I once made a delicious onion and tomato relish to serve with dinner. My son took one look at his plate and said, “Mom, tell me you didn’t put onion on my plate”. And onion isn’t the only food on his list of ‘Things I refuse to eat at home’. He will regularly pick out tomatoes, butternut, cauliflower, beans and other vegetables or fruit he isn’t familiar with. So, to avoid him coming down with scurvy, or some other nutrient deficiency, I am always on the lookout for creative ways to serve up fruit and veggies.

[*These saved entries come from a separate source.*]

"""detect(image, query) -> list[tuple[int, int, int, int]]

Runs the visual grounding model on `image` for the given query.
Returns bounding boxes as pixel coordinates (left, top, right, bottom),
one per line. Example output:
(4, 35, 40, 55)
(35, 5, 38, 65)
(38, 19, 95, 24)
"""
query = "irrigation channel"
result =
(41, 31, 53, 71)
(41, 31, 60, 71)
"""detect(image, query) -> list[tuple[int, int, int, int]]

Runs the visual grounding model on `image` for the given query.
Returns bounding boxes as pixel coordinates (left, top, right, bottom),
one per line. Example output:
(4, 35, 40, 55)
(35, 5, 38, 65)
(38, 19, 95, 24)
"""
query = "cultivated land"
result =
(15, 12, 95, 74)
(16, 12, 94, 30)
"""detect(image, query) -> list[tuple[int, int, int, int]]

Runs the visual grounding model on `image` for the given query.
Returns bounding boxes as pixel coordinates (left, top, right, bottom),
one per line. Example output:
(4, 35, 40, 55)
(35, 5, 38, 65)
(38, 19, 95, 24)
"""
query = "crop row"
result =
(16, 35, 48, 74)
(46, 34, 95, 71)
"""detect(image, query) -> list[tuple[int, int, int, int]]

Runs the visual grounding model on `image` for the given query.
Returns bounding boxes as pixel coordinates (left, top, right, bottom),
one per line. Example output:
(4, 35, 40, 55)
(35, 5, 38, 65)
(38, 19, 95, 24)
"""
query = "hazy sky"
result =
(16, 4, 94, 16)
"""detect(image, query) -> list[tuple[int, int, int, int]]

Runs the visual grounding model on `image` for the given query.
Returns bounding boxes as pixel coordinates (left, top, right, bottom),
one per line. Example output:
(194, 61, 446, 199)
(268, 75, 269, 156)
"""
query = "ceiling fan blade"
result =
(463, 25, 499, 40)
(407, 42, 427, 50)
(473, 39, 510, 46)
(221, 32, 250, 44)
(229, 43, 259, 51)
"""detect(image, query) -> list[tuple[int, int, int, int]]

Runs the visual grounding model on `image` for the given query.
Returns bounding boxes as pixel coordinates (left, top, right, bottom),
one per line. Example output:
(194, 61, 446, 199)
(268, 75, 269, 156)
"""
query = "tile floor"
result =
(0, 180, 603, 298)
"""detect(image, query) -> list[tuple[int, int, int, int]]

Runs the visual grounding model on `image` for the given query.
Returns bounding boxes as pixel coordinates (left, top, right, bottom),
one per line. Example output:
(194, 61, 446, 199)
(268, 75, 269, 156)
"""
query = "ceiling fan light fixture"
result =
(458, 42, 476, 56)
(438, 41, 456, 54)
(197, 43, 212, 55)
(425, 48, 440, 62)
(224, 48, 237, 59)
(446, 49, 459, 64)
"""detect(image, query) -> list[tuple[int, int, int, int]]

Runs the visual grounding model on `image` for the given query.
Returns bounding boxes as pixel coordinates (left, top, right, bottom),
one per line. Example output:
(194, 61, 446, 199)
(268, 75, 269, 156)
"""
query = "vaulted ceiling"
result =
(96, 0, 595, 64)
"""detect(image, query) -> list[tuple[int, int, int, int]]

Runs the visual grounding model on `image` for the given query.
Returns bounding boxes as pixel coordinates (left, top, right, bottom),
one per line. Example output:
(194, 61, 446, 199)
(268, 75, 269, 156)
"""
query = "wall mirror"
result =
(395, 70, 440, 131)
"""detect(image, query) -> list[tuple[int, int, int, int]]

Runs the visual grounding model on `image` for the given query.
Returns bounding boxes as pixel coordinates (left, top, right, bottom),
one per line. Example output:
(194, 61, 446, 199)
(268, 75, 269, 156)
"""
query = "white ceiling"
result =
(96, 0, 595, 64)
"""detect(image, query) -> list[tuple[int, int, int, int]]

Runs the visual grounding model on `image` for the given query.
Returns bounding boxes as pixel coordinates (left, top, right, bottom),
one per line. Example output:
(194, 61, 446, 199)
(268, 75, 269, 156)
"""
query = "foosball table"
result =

One idea that went down well was potato shapes. These consist of making mashed potato and then presenting it in a shape, adorned with vegetable decorations. We went with a potato face, with carrots for eyes and tomato relish for hair. Something else that worked was butternut lasagne. It’s pasta, which is always good, that comes with a white sauce and cheese, so children are bound to go for it. It can work as a vegetarian dish, and I tried to sell this to my family, but the strange look I got from my husband prompted me to add some bacon. Fruit kebabs and veggie sticks, served with dips, also seem to work as an anytime snack. As do mini-quiches, made in a cupcake tray.
Something I want to try is a vegetable cupcake recipe. After all, what child would refuse something that comes from a cupcake tray? When mixed together, broccoli, rice and white sauce will hold together in a cupcake mould. Sprinkle this with cheese, and bake until it’s gone all gooey, and you can’t go wrong. Maybe a vegetable laced macaroni and cheese would work as well. Another dish I aim to try this winter is alphabet soup. This could be any soup, I suppose, but with the alphabet noodles added in to distract children from what they’re actually eating. Well, it worked for my mom.
- 1 box of lasagne sheets
- 1 punnet of butternut pieces, cut into cubes
- 1 onion, diced
- 1 clove garlic, diced
- Bacon or chicken strips (optional)
- 1 tin of diced tomato
- 3 or 4 sundried tomato halves, chopped
- 1 teaspoon sugar
- Dried herbs to taste
- Salt and pepper to taste
- White sauce or cheese sauce
- Grated cheddar or parmesan cheese
- Place the butternut on a roasting tray, drizzle with olive oil and season. Roast it at 180°C, until just soft. This should take about 20-30 minutes.
- While the butternut is roasting, fry the onion, garlic and (optional) bacon or chicken. When this is done, add the tin of tomatos, the sundried tomatoes, sugar and seasoning, and simmer for a few minutes. Add the butternut to this mixture.
- For the layering of the lasagne, start with a thin layer of white sauce, followed by the pasta sheets. Make sure that the sheets don’t overlap. Top this with a layer of the butternut mix, and then a layer of white sauce. Repeat this once or twice, depending on the quantity you want. End off with a layer of white sauce, topped with grated cheese.
- Leave this to settle for about 30 minutes. When you’re ready, bake the lasagne at 180°C for about 30-40 minutes (check the lasagne package instructions for an indication of time). Allow it to cool for about 10 minutes and serve.